If you’re looking for step by step instructions, follow the instructions below:
- Press Windows key + R to open up a Run dialog box. Inside the text box, type ‘ms-settings:taskbar’ and press Enter to open the Taskbar section of the Personalization tab inside the Settings app.
- Once you’re inside the Taskbar menu, move over to the right-hand side menu and switch the toggle associated with Automatically hide the taskbar in desktop mode.
- Restart your computer and open File Explorer once the next startup is complete to see if the issue is now resolved.
If you’re still encountering the same DDE Server Window: Explorer.exe error, move down to the next potential fix below.

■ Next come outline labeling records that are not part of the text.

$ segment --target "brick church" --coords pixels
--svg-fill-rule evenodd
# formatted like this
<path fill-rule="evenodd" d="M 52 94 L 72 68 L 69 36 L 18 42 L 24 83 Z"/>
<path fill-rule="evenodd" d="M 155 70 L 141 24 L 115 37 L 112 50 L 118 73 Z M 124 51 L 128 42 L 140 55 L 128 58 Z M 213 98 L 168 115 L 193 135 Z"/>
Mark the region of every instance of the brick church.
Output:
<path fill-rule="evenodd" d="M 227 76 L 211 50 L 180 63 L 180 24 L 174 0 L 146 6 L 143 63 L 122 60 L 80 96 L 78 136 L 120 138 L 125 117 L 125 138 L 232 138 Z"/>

Method 4: Refreshing every Windows Component
If none of the other potential fixes above have worked in your case, the last thing you can do is to ensure that every component used by your Windows installation is refreshed so that every corrupted instance is removed. A lot of affected users have confirmed that this was the only thing that allowed them to fix the problem.
So when it comes to resetting every Windows component, you really have 2 viable options:
- Clean installing – If you’re looking for a quick fix and you already have your data backed up, this should be the option in your case. Keep in mind that a clean installation procedure will not require you to use compatible installation media, but the major drawback is that your C:/ drive along with every bit of personal data will be wiped.
- Repair installing – This should be the approach if you want to keep your personal files, applications, and other user preferences. However, keep in mind that you’ll need to use an installation media of your Windows version plugged in via USB or inserted via DVD.